Global Perspectives on Life Under Authoritarianism

Global Perspectives on Life Under Authoritarianism

Thursday, May 8, 2025
4:00 PM - 5:00 PM
(Pacific)
Reuben W. Hills Conference Room
Encina Hall, Second Floor, East Wing, E207
616 Jane Stanford Way, Stanford, CA 94305
Speaker: 
  • Anna Grzymała-Busse,
  • Jovana Lazic,
  • Haiyan Lee,
  • Hesham Sallam,
  • Ali Yaycioglu
May 8 event

What is everyday life under autocracy like? We have an image of violence, all-powerful elites, and jackbooted thugs, but many people living in modern autocratic regimes instead experience mundane repression, self-censorship, and distrust of formal institutions. In this panel, several Stanford scholars who research and who have lived through authoritarian rule reflect on how autocracies govern people’s daily lives, and how it is possible to resist these incursions. At a time when democracy is threatened in many countries, these experiences and lessons in resistance are more relevant than ever.


Panel

Anna Grzymala-Busse is the Michelle and Kevin Douglas Professor of International Studies in the Department of Political Science, the Director of the Europe Center, and Senior Fellow at the Freeman Spogli Institute. Her research focuses on the historical development of the state and its transformation, political parties, religion and politics, and post-communist politics. Other areas of interest include populism, informal institutions, and causal mechanisms.

Jovana Lazić is an historian whose research and teaching interests focus on belligerent occupation and the social and cultural history of the First World War; urban history; and the Habsburg Empire, the Balkans and Yugoslavia. She is author of several book chapters and articles on gender and war and the Habsburg-occupied Serbian capital of Belgrade during World War I.  A graduate of the Edmund A. Walsh School of Foreign Service at Georgetown University and recipient of a diplome from Sciences Po-Paris, she received her PhD from Yale University.
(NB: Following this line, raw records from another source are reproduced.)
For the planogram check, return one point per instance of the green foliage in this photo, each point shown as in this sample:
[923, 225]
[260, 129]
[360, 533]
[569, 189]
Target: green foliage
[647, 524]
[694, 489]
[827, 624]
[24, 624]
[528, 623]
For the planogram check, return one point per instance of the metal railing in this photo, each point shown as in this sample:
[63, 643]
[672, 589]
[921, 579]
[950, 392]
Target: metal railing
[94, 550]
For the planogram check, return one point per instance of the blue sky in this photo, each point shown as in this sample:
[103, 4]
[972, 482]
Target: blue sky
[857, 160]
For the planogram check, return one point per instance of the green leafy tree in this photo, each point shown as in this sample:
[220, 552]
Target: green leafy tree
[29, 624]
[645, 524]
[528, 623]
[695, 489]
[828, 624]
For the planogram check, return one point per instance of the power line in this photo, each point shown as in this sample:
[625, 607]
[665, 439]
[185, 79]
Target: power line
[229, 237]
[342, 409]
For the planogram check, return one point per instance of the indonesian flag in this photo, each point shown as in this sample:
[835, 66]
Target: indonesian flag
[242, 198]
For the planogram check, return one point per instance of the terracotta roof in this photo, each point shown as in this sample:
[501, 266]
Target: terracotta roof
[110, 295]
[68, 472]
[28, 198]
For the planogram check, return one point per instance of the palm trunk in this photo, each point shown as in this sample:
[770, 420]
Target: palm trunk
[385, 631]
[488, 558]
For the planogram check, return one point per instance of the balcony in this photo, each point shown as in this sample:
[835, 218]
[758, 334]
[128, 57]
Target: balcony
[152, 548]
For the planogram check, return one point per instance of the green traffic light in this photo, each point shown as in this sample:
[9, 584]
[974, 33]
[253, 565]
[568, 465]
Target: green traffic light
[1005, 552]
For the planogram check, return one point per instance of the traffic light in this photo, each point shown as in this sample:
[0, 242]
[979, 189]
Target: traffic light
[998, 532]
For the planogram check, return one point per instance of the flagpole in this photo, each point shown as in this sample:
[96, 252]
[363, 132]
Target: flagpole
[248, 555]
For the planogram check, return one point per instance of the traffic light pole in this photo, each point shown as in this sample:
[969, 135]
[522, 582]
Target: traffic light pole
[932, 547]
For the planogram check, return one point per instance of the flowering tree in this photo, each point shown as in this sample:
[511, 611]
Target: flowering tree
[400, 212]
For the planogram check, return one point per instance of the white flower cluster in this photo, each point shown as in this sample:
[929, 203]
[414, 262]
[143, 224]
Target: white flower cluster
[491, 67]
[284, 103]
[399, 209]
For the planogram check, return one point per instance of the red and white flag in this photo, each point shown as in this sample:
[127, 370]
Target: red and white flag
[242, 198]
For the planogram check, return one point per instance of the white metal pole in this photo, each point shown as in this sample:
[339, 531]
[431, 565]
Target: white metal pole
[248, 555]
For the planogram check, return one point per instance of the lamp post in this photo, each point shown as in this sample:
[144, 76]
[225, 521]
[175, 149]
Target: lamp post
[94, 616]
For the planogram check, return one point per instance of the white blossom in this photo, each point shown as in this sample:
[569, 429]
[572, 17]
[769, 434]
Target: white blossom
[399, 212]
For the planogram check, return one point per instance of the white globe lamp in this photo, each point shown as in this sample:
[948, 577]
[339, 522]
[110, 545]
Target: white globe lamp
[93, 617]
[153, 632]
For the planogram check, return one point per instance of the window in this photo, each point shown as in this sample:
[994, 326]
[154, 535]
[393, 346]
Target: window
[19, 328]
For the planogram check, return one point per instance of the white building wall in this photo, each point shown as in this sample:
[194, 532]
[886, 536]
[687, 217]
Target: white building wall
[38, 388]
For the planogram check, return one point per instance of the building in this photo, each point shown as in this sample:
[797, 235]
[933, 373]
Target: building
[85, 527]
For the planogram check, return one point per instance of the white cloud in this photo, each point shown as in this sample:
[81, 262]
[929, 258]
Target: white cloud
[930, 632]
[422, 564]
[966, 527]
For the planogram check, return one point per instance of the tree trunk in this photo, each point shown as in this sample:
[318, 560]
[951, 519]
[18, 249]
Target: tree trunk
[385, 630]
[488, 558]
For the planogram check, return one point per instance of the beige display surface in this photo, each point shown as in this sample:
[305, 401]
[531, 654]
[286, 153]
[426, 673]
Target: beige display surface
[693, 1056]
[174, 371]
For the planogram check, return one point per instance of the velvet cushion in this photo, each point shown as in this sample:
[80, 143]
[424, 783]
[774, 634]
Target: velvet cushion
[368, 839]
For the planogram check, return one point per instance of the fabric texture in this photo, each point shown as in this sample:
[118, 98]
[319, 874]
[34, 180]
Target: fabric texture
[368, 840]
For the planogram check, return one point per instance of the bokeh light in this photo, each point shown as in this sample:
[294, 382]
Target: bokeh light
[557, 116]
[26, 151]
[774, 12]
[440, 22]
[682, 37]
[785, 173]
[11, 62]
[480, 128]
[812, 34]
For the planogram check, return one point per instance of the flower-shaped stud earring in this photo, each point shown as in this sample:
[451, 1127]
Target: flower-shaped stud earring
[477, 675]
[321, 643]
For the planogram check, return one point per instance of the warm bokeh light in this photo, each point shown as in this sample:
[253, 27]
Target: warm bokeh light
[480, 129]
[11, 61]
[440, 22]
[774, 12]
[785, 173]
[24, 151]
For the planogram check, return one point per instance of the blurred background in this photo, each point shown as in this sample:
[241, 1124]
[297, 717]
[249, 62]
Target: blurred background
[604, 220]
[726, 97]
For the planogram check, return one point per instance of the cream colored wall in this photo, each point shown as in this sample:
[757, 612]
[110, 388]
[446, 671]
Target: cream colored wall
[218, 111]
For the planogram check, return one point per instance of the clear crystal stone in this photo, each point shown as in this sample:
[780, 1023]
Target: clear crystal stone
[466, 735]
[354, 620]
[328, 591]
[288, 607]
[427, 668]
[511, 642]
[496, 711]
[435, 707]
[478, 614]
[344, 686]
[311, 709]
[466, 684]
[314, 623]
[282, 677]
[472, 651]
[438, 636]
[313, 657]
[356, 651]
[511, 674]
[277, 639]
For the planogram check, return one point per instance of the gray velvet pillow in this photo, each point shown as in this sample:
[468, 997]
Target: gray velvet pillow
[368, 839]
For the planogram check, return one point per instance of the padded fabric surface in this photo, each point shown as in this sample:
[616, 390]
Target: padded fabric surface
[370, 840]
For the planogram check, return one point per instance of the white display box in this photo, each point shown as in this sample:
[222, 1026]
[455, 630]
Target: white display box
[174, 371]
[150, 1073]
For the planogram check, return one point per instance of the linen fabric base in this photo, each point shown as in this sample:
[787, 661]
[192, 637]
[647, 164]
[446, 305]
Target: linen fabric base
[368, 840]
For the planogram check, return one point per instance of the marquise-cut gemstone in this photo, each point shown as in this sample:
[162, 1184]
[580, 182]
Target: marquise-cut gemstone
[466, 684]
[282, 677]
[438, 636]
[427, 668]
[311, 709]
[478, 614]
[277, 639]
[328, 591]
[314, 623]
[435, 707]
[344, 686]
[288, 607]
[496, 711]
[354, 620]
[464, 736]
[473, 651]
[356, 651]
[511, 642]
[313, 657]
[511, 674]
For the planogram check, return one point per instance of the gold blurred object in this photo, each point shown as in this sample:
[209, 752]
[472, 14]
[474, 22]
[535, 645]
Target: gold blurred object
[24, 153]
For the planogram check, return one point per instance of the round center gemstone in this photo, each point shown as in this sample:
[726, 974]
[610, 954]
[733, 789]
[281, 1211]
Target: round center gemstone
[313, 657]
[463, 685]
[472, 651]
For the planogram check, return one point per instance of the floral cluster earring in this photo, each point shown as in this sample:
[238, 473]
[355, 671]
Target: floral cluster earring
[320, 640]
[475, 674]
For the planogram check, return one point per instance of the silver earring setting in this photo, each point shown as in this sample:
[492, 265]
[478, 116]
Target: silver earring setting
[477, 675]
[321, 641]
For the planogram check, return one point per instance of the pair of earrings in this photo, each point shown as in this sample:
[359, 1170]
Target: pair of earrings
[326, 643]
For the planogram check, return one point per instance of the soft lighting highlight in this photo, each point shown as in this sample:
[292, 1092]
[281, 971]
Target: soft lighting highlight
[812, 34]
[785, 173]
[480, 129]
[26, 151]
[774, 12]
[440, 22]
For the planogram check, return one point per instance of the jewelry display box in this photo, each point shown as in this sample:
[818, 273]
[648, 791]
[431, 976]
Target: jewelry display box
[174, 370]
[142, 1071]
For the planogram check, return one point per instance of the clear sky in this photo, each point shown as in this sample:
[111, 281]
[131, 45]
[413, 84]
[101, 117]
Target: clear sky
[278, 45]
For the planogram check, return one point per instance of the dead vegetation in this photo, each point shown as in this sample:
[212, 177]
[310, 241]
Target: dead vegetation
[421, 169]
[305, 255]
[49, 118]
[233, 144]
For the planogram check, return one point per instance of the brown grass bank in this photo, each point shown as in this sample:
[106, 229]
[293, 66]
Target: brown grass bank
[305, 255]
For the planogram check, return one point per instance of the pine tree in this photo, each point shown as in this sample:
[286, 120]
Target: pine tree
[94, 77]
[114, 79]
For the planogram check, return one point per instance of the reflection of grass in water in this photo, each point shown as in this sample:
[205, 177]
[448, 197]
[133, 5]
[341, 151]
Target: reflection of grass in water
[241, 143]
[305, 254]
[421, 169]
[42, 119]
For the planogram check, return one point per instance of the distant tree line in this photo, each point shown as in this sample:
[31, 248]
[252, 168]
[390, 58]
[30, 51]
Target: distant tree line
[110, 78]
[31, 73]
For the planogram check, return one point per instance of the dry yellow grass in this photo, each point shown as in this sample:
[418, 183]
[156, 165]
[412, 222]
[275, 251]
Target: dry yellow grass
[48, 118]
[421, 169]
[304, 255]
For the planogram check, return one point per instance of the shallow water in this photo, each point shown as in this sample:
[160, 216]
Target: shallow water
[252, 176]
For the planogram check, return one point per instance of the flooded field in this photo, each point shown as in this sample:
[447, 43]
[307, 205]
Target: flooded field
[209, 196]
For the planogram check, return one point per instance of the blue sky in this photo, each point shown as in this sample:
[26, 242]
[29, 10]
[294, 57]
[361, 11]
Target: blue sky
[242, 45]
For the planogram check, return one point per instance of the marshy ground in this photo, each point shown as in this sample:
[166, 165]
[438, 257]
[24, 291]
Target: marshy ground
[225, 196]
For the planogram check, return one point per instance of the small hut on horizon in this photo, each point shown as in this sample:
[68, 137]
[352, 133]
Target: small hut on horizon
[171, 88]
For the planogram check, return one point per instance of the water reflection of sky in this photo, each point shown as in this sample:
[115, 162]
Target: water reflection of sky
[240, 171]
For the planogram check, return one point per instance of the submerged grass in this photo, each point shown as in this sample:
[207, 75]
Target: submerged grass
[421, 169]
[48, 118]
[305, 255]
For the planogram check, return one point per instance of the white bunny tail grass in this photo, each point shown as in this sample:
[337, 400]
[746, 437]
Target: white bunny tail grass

Jovana came to Stanford in 2006 to teach in the History Department and joined the Center for Russian, East European and Eurasian Studies in 2013.

Haiyan Lee is Professor of Comparative Literature, Professor of East Asian Languages and Cultures, and Walter A. Haas Professor of the Humanities. Her first book, Revolution of the Heart: A Genealogy of Love in China, 1900-1950, is a critical genealogy of the idea of “love” (qing) in modern Chinese literary and cultural history. It was awarded the 2009 Joseph Levenson Prize from the Association for Asian Studies for the best English-language book on post-1900 China. It is the first recipient of this prize in the field of modern Chinese literature. Her second book,  The Stranger and the Chinese Moral Imagination, examines how the figure of “the stranger”—foreigner, migrant, class enemy, woman, animal, ghost—in Chinese fiction, film, television, and exhibition culture tests the moral limits of a society known for the primacy of consanguinity and familiarity. Her third book,  A Certain Justice: Toward an Ecology of the Chinese Legal Imagination investigates Chinese visions of “justice” at the intersection of narrative, law, and ethics. She is working on a new project on animism, cognition, and the Chinese environmental imagination.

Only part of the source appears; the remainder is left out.